Worldwide, cerebral vasospasm after subarachnoid hemorrhage (SAH) has an estimated morbidity and mortality of 1.2 million annually. While it has long been suspected that reactive oxygen species play a major role in the etiology of cerebral vasospasm after SAH, promising results in animal work were not borne out in human clinical trials, despite intensive research effort. The purpose of this study is to investigate the role of glutathione peroxidase in the SAH cerebrospinal fluid milieu.

METHODS

We utilized commercially available kits for the quantitation of glutathione peroxidase 1 (glutathione peroxidase) activity and oxygen radical capacity and sodium dodecyl sulfate polyacrylamide gel electrophoresis with Western blotting with specific antibodies to human glutathione peroxidase to determine the enzyme content of the cerebrospinal fluid samples. Human cerebrospinal fluid was obtained in an Institutional Review Board-exempt manner for this study in the following groups: control (no SAH), CSF(C) (SAH but no vasospasm on angiography) and CSF(V) (SAH with clinical and angiographic vasospasm).

RESULTS

We found that glutathione peroxidase activity is significantly higher in CSF(V) compared with CSF(C), and this is reflected in a higher total oxidative capacity in CSF(V).
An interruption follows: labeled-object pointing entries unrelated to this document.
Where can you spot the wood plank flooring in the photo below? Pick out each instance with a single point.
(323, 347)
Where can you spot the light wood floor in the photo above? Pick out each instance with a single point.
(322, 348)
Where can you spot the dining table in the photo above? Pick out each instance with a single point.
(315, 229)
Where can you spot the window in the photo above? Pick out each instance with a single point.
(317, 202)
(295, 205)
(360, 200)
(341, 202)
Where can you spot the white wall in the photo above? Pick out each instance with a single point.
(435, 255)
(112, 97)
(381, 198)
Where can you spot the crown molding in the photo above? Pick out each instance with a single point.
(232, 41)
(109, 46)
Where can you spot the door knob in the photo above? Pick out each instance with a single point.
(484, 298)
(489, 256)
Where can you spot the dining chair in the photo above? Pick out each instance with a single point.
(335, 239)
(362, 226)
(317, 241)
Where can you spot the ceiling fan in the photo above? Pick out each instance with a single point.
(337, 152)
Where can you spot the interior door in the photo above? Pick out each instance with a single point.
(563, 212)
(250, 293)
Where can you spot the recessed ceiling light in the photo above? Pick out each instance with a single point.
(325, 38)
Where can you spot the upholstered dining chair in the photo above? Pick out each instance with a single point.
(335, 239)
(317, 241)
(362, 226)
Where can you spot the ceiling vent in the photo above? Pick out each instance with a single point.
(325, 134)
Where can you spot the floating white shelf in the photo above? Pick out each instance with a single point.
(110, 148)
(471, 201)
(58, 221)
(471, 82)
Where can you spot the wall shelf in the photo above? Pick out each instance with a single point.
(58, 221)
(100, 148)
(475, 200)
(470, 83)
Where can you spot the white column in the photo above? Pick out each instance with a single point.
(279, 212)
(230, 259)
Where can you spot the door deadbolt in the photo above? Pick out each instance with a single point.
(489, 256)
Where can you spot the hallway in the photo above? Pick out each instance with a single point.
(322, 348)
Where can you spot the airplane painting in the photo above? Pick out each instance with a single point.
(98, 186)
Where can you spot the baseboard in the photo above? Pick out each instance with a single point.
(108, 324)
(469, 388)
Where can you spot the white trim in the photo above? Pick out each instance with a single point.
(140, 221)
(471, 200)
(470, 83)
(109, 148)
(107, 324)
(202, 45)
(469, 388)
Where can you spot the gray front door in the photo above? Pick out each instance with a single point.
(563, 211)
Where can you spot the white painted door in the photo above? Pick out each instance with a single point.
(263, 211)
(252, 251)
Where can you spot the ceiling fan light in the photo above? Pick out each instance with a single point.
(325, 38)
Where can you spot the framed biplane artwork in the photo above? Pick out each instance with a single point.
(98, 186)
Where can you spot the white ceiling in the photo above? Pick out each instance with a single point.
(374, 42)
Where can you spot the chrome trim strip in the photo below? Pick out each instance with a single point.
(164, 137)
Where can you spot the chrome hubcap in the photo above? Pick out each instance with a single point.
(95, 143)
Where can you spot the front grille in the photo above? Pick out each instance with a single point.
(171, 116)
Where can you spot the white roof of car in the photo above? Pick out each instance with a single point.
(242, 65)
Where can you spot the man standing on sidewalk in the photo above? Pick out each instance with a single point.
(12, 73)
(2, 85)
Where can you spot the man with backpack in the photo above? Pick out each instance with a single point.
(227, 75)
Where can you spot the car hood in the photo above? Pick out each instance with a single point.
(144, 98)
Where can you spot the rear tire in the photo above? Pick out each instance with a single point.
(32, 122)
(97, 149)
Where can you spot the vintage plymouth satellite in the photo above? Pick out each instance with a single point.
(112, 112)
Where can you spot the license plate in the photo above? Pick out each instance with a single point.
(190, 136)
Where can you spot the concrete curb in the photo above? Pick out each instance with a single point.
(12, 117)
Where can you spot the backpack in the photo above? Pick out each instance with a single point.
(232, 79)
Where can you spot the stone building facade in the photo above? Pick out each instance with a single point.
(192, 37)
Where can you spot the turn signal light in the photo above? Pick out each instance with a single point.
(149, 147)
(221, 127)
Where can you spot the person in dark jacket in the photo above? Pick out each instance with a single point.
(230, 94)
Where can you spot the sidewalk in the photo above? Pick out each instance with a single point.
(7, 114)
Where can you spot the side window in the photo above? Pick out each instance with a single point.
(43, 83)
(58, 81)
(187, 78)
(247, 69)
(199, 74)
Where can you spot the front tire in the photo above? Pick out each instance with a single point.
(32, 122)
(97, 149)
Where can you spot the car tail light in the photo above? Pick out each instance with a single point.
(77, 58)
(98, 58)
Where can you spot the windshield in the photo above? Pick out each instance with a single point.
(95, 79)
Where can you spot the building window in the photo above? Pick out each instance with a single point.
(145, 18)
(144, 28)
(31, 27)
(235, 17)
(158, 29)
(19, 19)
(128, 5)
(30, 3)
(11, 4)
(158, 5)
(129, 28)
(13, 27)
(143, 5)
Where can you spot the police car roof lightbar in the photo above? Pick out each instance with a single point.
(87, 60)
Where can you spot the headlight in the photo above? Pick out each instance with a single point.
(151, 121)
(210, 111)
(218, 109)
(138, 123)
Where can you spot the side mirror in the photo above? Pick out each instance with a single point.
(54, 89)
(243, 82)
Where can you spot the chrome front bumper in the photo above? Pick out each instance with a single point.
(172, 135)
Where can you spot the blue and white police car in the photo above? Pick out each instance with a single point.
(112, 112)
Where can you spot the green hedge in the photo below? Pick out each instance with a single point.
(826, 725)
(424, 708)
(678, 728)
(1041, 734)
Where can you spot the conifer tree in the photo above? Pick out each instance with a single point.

Despite similar levels of glutathione peroxidase protein, CSF(V) had significantly greater activity than CSF(C).

CONCLUSIONS

These results further elucidate previous research from this laboratory, showing increased oxidative stress in CSF(V) compared with CSF(C). In conclusion, there appears to be increased glutathione peroxidase activity in CSF(V), despite there being increased levels of oxidative stress markers, suggesting overwhelming oxidative stress may play a role in cerebral vasospasm after SAH.